I probably sound paranoid to some of you, or like I am susceptible to government conspiracy theories, but I'm not. I find conspiracy theories entertaining, but that's as far as it goes. A former editor of mine once descried me to a potential employer as having a "healthy distrust of government," so I guess I do have a propensity toward believing that The Feds take action that is often counterintuitive to the best interests of U.S. citizens, and often enough than not harmful to our basic rights as outlined in the Constitution.

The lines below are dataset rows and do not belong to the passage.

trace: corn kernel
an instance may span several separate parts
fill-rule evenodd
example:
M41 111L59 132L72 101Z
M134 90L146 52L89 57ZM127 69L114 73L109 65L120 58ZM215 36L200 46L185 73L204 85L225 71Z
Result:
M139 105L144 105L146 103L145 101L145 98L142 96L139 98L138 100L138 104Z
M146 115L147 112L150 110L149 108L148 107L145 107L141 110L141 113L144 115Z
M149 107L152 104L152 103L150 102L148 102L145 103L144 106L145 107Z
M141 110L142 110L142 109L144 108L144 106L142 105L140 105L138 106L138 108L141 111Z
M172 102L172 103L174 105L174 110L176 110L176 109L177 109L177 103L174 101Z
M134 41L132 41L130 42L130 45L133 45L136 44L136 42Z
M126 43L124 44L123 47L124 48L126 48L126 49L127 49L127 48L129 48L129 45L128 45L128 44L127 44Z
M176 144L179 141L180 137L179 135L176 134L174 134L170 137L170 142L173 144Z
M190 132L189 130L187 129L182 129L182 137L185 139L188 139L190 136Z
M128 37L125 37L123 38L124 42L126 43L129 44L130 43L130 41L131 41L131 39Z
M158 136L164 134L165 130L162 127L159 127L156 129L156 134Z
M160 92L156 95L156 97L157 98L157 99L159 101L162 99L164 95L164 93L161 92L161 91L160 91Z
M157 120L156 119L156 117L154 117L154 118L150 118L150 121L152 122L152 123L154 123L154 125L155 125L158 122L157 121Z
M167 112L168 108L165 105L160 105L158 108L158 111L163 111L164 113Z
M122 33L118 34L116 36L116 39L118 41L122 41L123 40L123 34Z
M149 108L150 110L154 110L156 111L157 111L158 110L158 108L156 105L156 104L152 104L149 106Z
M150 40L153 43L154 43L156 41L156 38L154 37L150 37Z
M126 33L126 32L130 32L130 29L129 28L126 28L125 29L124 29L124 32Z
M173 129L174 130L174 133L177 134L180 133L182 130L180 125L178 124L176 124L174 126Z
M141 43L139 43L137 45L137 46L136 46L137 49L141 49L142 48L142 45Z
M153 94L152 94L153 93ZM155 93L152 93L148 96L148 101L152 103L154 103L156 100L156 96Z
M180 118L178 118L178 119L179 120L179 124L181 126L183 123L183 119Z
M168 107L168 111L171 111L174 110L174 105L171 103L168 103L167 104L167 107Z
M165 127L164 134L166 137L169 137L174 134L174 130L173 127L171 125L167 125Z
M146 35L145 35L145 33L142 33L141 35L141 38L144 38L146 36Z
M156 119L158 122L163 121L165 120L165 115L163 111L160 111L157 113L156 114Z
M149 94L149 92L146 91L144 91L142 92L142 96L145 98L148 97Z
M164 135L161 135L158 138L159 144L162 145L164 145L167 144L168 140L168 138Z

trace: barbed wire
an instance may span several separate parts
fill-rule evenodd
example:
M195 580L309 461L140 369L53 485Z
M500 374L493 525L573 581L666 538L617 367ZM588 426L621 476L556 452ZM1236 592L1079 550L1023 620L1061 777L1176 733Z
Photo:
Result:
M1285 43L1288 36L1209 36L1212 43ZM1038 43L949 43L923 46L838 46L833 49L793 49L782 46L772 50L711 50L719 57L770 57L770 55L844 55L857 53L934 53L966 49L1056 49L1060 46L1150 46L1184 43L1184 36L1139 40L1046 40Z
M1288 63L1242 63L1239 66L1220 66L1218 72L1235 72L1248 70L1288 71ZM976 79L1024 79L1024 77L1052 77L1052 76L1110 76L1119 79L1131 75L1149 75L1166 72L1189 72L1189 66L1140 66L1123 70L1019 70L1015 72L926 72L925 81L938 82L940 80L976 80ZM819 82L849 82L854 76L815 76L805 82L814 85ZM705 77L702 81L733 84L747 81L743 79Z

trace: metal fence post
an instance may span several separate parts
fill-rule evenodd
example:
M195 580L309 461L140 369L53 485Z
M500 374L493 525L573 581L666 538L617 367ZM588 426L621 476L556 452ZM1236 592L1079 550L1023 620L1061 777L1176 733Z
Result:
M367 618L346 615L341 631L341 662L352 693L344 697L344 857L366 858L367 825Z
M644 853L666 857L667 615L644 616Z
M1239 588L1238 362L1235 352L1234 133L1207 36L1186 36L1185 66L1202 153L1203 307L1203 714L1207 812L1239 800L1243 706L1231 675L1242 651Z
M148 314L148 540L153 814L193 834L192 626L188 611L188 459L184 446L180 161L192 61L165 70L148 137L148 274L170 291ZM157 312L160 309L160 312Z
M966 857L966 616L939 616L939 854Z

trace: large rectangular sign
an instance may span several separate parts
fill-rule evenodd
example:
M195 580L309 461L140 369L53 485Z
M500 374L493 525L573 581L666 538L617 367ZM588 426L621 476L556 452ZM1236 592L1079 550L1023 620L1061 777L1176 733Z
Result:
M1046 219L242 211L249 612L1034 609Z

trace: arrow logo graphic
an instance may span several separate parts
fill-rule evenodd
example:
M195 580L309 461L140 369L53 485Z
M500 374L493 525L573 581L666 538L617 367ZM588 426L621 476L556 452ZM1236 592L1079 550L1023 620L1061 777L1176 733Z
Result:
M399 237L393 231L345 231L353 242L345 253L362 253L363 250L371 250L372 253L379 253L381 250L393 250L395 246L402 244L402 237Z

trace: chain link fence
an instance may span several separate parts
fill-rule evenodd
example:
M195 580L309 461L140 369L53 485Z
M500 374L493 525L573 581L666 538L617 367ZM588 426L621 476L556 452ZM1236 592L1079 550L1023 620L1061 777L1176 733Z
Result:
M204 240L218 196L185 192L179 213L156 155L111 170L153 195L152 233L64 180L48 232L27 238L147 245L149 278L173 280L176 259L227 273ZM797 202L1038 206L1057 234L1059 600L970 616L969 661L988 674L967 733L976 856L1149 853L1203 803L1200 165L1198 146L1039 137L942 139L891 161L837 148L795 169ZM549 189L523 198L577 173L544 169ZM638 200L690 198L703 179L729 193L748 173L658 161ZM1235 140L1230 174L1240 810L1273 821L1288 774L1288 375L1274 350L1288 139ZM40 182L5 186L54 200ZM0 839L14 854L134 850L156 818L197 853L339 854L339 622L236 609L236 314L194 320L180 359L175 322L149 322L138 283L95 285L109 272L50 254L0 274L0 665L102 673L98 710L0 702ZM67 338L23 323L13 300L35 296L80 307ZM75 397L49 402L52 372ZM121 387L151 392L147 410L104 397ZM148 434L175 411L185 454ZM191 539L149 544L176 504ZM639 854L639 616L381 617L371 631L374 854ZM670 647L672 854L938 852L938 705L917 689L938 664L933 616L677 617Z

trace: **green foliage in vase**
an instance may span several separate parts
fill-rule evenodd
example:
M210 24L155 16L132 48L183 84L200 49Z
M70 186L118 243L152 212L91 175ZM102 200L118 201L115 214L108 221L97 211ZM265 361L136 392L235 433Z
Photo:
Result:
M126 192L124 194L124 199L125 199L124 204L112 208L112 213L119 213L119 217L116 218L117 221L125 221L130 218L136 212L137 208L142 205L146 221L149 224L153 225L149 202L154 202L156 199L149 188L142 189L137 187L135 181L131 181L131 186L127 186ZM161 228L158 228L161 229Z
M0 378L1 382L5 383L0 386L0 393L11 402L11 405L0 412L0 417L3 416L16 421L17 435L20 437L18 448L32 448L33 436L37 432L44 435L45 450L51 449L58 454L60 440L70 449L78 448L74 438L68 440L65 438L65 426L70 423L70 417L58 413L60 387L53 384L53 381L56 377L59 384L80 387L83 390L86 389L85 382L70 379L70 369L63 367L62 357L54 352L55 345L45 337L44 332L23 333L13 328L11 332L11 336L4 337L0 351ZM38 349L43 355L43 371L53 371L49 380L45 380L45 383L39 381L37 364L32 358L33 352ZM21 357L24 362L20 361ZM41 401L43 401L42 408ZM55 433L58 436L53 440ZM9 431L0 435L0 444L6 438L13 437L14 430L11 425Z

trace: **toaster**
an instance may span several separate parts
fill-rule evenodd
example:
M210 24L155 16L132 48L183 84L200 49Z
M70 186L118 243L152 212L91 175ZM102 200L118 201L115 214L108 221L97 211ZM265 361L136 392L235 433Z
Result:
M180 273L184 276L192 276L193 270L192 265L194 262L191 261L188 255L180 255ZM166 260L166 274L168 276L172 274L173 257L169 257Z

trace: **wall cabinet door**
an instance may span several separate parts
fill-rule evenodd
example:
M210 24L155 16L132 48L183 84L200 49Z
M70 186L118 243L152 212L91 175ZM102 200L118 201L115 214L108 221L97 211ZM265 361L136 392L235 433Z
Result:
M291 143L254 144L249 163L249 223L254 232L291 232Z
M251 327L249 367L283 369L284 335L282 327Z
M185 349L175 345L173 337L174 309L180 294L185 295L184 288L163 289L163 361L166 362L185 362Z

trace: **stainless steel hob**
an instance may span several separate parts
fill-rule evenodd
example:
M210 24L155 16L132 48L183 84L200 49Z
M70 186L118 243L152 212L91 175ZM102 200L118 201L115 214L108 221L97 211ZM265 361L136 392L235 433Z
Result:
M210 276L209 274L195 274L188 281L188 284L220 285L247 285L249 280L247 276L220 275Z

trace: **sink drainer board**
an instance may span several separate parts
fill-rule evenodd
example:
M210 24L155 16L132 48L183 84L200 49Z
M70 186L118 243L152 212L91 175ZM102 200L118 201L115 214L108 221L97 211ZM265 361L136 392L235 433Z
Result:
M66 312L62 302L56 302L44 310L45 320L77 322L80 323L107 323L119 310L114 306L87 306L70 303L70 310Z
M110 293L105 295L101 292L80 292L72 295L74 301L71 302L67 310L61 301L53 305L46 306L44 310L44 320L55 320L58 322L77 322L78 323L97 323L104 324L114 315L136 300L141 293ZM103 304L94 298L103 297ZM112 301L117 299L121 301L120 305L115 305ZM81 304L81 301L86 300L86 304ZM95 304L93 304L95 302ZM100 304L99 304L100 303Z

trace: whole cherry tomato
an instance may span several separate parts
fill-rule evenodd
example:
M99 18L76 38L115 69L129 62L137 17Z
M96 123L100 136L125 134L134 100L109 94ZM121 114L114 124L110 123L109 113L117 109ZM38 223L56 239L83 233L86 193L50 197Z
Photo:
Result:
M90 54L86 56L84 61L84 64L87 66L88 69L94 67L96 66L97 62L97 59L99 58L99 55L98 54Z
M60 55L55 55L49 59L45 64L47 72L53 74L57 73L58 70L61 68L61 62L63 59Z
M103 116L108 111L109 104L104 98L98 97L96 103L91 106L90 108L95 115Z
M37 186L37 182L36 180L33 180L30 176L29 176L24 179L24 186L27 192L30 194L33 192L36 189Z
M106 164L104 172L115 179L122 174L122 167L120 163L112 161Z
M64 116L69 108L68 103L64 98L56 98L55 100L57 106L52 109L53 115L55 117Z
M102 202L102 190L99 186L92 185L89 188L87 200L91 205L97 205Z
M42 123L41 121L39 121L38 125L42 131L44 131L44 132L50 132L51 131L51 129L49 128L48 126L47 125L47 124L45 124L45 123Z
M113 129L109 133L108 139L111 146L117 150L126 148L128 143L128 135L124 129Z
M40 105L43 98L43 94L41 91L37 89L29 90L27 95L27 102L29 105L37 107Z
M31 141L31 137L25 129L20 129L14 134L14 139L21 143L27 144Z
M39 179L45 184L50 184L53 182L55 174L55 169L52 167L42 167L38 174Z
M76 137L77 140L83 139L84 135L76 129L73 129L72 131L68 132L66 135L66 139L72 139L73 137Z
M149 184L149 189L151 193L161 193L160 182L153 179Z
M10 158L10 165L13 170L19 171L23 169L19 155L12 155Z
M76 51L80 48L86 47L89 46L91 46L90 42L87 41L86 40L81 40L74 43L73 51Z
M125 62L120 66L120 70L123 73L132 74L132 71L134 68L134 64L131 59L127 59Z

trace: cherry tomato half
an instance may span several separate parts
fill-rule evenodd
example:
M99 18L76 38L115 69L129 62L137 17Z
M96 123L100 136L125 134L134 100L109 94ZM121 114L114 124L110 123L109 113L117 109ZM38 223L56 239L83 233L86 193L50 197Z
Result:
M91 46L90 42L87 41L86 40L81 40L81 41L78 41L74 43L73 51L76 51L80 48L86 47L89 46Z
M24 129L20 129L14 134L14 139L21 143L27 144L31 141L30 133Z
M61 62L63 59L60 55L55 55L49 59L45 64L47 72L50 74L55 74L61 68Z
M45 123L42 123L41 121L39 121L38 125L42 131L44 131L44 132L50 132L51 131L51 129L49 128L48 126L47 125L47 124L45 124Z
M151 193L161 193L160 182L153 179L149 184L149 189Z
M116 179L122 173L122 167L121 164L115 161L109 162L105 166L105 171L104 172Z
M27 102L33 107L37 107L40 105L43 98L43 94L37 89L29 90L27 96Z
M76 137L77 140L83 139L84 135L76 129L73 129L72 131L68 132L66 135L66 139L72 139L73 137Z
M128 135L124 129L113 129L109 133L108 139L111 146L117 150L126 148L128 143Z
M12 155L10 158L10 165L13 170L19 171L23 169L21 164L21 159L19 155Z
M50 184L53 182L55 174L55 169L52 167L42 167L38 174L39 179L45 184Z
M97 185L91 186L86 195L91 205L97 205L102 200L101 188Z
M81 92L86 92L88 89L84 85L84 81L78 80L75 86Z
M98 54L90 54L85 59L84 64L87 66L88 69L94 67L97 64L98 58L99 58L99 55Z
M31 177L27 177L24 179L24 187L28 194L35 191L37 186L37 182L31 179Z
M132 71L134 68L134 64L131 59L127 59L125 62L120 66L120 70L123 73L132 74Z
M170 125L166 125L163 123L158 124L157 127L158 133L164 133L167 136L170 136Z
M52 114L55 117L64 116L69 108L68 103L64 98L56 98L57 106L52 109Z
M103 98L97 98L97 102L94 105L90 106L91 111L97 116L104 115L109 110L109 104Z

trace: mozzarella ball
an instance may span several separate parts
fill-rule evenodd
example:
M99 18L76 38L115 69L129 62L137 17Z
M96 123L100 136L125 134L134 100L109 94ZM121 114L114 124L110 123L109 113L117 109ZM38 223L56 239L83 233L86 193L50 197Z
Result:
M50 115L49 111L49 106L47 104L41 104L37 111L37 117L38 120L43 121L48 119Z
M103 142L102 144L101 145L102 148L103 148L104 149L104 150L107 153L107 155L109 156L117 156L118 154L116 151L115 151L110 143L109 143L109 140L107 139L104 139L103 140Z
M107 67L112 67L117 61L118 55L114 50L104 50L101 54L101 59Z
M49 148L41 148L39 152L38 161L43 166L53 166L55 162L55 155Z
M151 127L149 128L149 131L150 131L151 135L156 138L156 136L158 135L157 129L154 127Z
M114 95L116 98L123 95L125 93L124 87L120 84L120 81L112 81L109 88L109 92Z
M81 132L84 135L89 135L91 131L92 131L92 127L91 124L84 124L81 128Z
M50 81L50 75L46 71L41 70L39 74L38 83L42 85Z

The truth is, I am afraid that as we move further and further into the Cold World War, more popularly known as the War on Terror, that we are fighting against intangible enemies, more and more of our civil liberties are going to be removed, and eventually we will find ourselves living in an Orwellian-type society -- not with a literal Big Brother hanging on the wall watching our every move through two-way television sets, but with programs and databases like N-DEx that pry into our lives and open personal information once considered private to scrutiny by government officials.
N-DEx is a step in this direction, even though its stated intent is to help law enforcement keep tabs on criminals, criminal activity and locations where crime is a problem. If The Law already can use this system to track people "by clothing, tattoos, associates, cars and other identifying factors," and specific agencies will "own" the information with only certain people allowed access to the database, it already can be used for other purposes than law enforcement.
Besides, the FBI says it can track people through known associates. That means if you know anybody who has ever been arrested, or charged with a crime, they can keep tabs on you as well.
And this fact alone, oh beloved readers, should scare the shit out of you too.